Imola, segundo Pandey, não era um fim de semana que ele particularmente queria lembrar nem era para ser tirada do contexto.

"Você não pode dizer às pessoas como algo grande está perdido, se é homem ou talento ou o que for que você queira descrever assim, até você em primeiro lugar mostrar às pessoas o que era", disse ele.

"Eu acho que um cineasta menos salubre pode muito bem ter ido até a morte de Ayrton Senna. Estou muito feliz que nós seguimos para a sua vida."

JORNADA ESPIRITUAL

O produtor disse que, para ele, o momento mais emocionante do filme não era Imola, mas a vitória de Senna num GP em sua casa, Interlagos, em 1991 - a primeira vitória do tricampeão no Brasil.

Senna, que teve que ser retirado da McLaren após ter levado a bandeirada quadriculada com apenas a sexta marcha ainda em funcionamento, declarou mais tarde: "Deus me deu esta corrida."

"Você vê um homem no topo de seu esporte, você vê o drama do que é ser um piloto de automobilismo...lá o contexto de Imola está corretamente definido", disse Pandey.

"Você pode ver o que ele fez, o que ele passou para ganhar a corrida, o que estava em jogo e qual o contexto. Ele não poderia vir em segundo na corrida. Não nesse ano. Ele teve que vencer e não importava o que foi tirado dele."

Cirurgião ortopédico qualificado, que estabeleceu uma relação imediata com o delegado médico da F-1 professor Sid Watkins, Pandey viu Senna correr apenas três vezes em sua vida e nunca o conheceu. Mas, no entanto, ele era fissurado.

"Fui criado como um hindu e esses valores são muito importantes para mim. Para mim todo o filme é uma metáfora sobre a luta do homem para encontrar Deus. Mas não para encontrar Deus em um outro universo, mas nesta terra.... é uma luta espiritual", disse ele.

"O professor Sid Watkins disse que ele [Senna] teve paz interior."

"Esse homem exatamente no limite, apenas fazendo algo melhor do que ninguém nunca tinha feito antes. E fazendo isso dia após dia, mantendo aquele limite. Para mim é disso que o filme trata."

Uma reunião com o chefe comercial da F-1, Bernie Ecclestone, abriu as portas para um arquivo incrível e abriu caminho para outros. Mesmo assim, levou anos e mais reuniões antes de a família Senna ter certeza o suficiente para dar a sua bênção.

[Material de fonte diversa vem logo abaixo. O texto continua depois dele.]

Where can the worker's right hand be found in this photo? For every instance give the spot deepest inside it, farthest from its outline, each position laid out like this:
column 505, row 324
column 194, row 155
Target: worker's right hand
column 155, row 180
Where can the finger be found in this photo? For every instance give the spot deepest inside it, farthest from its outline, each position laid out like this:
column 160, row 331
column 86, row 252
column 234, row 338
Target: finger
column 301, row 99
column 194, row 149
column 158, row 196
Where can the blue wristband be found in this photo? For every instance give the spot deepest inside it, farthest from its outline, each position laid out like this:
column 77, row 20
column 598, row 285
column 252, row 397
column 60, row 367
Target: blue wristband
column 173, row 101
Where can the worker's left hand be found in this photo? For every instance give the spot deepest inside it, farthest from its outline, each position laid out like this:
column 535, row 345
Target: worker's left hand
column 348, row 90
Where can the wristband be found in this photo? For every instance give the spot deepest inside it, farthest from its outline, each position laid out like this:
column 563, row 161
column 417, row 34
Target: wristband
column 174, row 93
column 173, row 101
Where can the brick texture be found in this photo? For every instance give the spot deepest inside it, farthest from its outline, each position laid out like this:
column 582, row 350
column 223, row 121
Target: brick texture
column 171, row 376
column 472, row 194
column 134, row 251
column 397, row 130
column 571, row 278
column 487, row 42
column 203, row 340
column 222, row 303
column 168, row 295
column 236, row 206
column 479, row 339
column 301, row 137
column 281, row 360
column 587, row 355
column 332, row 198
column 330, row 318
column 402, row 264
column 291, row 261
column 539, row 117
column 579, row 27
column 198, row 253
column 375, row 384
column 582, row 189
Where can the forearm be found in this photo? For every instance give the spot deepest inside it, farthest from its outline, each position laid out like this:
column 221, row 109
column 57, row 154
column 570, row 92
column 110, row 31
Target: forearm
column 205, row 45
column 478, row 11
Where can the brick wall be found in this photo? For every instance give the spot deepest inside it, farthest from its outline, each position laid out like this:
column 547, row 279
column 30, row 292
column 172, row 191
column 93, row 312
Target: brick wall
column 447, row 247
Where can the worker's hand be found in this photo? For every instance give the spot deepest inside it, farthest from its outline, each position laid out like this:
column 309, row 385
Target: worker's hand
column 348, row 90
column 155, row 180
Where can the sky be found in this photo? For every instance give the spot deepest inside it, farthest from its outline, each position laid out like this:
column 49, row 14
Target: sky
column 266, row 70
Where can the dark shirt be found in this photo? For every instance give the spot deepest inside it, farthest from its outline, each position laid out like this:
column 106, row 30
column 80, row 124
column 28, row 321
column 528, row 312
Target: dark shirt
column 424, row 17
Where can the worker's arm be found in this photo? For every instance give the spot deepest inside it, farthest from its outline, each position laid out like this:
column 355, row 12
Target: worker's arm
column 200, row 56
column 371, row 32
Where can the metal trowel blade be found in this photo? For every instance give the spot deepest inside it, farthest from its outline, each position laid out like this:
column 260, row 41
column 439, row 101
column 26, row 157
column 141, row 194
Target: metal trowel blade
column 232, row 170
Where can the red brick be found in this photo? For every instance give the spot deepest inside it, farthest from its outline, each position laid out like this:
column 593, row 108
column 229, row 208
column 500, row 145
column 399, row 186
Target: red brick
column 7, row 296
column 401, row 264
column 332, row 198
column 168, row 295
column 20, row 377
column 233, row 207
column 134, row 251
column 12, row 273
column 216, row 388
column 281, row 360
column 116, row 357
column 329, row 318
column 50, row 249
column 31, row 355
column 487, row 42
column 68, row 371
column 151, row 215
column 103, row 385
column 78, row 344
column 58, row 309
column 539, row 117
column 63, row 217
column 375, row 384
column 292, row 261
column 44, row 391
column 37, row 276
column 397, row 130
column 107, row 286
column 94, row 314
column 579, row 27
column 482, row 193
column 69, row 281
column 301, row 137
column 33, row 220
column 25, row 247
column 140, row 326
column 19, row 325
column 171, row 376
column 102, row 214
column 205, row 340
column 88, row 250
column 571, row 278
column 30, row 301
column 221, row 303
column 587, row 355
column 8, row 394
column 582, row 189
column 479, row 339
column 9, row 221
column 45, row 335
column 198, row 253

"Eu gosto de pensar o filme como requintado. Acho que essa é uma boa maneira de descrevê-lo. Realmente foi feito um fotograma de cada vez, como marchetaria. É como ver uma linda tela antiga de mármore esculpida em um palácio mongol. Para mim foi realmente artesanal", disse Pandey.

Havia arrependimentos ao longo do caminho, cenas e personagens que tiveram que ficar de fora, e controvérsia depois que o velho rival de Senna, Alain Prost - que havia feito as pazes com o brasileiro pouco antes de Imola,- se irritou com a forma como foi retratado.

Houve também emotividade não intencional, que se tornou visível somente após o filme ter sido exibido para um público brasileiro.

Um momento de comédia acontece quando Senna aparece em 1988 como convidado no programa de Natal organizado para crianças por Xuxa Meneghel, que o beija repetidamente para dar sorte, um beijo para cada ano.

"O número de vezes que vimos o show da Xuxa nós demos boas risadas. Especialmente quando ele dança. O campeão do mundo no palco em um programa infantil, e ele está dançando. Ela está rindo, eles estão de mãos dadas e ele sussurra o que gostaria de fazer", disse Pandey.

Eles não tinham notado algo que Xuxa viu imediatamente e ficou perturbada: "Que eu deveria tê-lo beijado por 94, eu parei em 93", ela disse a um entrevistador de televisão.